- Artist: Jean-Michel Basquiat
- Year: 1982
- Medium: Acrylic paint, oilstick and paper collage on three joined canvases
- Movement: Neo-expressionism
- Dimensions: 214 cm × 137.9 cm (84 1/4 in × 54 1/4 in)
- Location: Private collection;

= Versus Medici =

1982 painting by Jean-Michel Basquiat

Versus Medici is a painting created by American artist Jean-Michel Basquiat in 1982. The artwork, which references the Medici family, sold for $50.8 million at Sotheby's in May 2021.

== History ==
In 1980, Jean-Michel Basquiat began shifting from writing graffiti in the streets to becoming a gallery artist. His participated in The Times Square Show in 1980 and New York/New Wave at MoMA PS1 in 1981. In May 1981, Basquiat had his first solo exhibition at Galleria d'Arte Emilio Mazzoli in Modena. In March 1982, he had his first American one-man show at the Annina Nosei Gallery in New York. That same month, he returned to Modena for his second Italian exhibition. In 1982, Basquiat also had solo shows at the Gagosian Gallery in West Hollywood, Galerie Bruno Bischofberger in Zurich, and the Fun Gallery in the East Village. He became the youngest artist to ever take part in documenta in 1982, which is considered to be his most coveted year.

Versus Medici was completed in October 1982, when Basquiat was 21 years old. Basquiat's former studio assistant Stephen Torton reflected to Sotheby's that during his employment, summer of 1982 to summer 1983, Basquiat was "into the Renaissance." His fascination with artists such as Leonardo da Vinci and Michelangelo is a central theme in his some of famous works from this period, including Leonardo da Vinci's Greatest Hits (1982) and Florence (1983). Versus Medici "is among Basquiat’s most forceful visual challenges to the Western art establishment, in which the young artist boldly crowns himself successor to the artistic throne as established by the masters of the Italian Renaissance." When asked about the inspiration for the work, Torton recalled that Basquiat was particularly interested in the Dominican friar Girolamo Savonarola, who became the sole leader of Florence after overthrowing the ruling Medici family in 1494. "I've wondered if this painting isn't a portrait of Savonarola. It was Savonarola who was truly versus the Medici," said Torton. Basquiat depicted Savonarola in the painting Toussaint L'Overture Versus Savonarola (1983).

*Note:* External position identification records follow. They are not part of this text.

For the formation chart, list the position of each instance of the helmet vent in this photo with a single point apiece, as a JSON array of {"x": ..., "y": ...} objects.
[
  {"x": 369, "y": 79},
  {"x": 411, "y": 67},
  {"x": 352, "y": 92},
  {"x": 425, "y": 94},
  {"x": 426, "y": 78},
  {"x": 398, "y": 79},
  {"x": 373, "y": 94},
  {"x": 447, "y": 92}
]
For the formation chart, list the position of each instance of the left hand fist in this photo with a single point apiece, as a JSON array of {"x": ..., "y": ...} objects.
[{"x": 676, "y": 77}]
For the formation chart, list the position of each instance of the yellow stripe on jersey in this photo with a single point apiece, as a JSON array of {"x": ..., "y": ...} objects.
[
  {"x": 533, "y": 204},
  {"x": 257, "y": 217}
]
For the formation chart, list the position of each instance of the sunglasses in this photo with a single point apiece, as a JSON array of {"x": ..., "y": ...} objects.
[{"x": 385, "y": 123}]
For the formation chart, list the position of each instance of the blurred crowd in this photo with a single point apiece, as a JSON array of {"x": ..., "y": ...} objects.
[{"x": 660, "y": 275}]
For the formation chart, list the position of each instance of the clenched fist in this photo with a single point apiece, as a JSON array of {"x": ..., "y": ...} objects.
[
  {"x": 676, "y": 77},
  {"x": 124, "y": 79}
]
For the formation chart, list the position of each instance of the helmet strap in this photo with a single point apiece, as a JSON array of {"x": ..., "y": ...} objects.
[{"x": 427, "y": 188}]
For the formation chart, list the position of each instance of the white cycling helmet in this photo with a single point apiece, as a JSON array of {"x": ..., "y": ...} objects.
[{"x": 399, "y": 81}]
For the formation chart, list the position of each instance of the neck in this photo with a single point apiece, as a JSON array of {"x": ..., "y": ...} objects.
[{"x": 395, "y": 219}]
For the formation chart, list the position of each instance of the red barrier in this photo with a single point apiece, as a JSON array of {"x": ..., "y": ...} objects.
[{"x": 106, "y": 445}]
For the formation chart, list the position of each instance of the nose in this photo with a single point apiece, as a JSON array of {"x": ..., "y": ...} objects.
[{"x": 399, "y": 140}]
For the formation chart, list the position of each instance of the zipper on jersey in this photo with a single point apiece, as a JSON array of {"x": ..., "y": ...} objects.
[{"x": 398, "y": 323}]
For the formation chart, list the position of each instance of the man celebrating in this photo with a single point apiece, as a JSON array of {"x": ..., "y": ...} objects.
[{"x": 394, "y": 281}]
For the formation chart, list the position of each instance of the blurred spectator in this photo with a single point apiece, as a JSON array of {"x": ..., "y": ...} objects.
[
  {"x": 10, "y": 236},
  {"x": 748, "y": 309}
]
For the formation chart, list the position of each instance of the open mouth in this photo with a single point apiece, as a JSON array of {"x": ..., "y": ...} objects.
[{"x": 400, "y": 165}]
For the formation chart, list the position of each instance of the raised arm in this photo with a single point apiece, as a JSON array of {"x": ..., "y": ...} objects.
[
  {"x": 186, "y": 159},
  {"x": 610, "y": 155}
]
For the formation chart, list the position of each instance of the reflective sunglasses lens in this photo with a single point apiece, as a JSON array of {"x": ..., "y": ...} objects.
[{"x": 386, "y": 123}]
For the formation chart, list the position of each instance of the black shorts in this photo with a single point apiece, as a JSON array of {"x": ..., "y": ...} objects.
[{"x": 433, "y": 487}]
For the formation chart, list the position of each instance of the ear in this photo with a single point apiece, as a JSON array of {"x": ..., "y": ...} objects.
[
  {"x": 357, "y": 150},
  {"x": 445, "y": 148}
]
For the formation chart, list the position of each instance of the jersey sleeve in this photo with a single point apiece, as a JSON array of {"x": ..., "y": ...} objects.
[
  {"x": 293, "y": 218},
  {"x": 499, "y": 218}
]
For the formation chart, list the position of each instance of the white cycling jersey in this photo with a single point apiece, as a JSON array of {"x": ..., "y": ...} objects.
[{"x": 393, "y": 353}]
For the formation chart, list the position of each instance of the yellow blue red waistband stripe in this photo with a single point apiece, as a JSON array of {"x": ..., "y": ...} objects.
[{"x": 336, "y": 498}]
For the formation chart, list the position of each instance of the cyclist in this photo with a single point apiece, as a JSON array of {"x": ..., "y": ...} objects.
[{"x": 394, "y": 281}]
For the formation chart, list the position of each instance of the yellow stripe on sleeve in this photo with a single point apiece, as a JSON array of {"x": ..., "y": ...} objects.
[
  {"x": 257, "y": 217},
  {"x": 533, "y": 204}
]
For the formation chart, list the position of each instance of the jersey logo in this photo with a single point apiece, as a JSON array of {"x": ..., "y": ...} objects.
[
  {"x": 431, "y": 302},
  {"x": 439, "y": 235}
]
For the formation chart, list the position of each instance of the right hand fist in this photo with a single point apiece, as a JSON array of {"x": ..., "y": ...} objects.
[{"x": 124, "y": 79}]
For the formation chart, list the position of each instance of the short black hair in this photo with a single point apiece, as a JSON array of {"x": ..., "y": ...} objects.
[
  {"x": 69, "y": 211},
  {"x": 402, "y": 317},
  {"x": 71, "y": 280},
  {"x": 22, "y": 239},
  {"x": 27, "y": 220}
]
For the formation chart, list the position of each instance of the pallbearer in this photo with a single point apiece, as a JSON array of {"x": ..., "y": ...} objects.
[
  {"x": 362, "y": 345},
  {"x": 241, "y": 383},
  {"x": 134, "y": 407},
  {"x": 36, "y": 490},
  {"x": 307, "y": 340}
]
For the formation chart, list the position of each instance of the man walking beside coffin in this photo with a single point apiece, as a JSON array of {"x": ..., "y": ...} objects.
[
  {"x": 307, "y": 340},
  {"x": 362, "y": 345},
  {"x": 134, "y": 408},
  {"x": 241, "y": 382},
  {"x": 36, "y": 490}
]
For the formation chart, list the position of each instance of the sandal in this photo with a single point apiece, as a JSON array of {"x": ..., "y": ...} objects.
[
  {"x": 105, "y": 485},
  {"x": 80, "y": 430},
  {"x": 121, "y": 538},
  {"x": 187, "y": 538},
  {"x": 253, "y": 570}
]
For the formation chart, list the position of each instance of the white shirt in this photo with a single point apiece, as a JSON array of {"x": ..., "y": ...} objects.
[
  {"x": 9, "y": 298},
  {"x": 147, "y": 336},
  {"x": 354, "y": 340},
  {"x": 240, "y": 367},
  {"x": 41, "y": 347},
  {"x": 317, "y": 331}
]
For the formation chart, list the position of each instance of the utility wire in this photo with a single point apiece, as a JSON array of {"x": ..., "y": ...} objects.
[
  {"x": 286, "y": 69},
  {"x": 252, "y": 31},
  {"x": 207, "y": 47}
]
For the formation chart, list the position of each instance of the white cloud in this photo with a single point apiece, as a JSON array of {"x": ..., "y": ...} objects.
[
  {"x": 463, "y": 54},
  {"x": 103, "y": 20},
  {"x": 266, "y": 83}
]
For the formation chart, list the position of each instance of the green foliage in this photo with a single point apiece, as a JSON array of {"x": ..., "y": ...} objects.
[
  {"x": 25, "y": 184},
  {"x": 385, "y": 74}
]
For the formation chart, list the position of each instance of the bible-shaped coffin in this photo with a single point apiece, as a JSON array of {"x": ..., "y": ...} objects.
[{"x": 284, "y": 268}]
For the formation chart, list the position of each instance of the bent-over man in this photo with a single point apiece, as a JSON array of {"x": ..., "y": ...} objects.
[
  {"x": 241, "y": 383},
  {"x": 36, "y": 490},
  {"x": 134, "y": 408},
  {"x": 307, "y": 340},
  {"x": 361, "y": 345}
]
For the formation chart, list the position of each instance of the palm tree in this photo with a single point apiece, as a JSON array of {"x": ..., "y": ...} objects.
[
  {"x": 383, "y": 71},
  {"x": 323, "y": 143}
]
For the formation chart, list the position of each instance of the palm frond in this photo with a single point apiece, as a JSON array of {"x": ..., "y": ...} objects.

The artwork was previously in the collection of Stephane Janssen, an early collector of Basquiat who acquired it from Larry Gagosian on a visit to Basquiat's studio in 1982. It then remained in a distinguished private collection from 1990 until it was auctioned at Sotheby's New York contemporary art sale, where it sold for $50.8 million in May 2021.

== Exhibitions ==
The painting has been exhibited at the following art institutions:

- Jean-Michel Basquiat: Histoire d'une oeuvre (The Work of a Lifetime) at Fondation Dina Vierny-Musée Maillol in Paris, June–October 2003.
- Jean-Michel Basquiat at Museo d'Arte Moderna della Città di Lugano, Villa Malpensata in Lugano, March–June 2005.
- The Jean-Michel Basquiat Show: 2006-2007 at Fondazione la Triennale di Milano in Milan, September 2006–January 2007.
- Ménage à trois: Warhol, Basquiat, Clemente at Bundeskunsthalle in Bonn, February–May 2012.
- Intuition at Palazzo Fortuny in Venice, May–November 2017.
- Jean-Michel Basquiat: Made in Japan at Mori Arts Center Gallery in Tokyo, September–November 2019.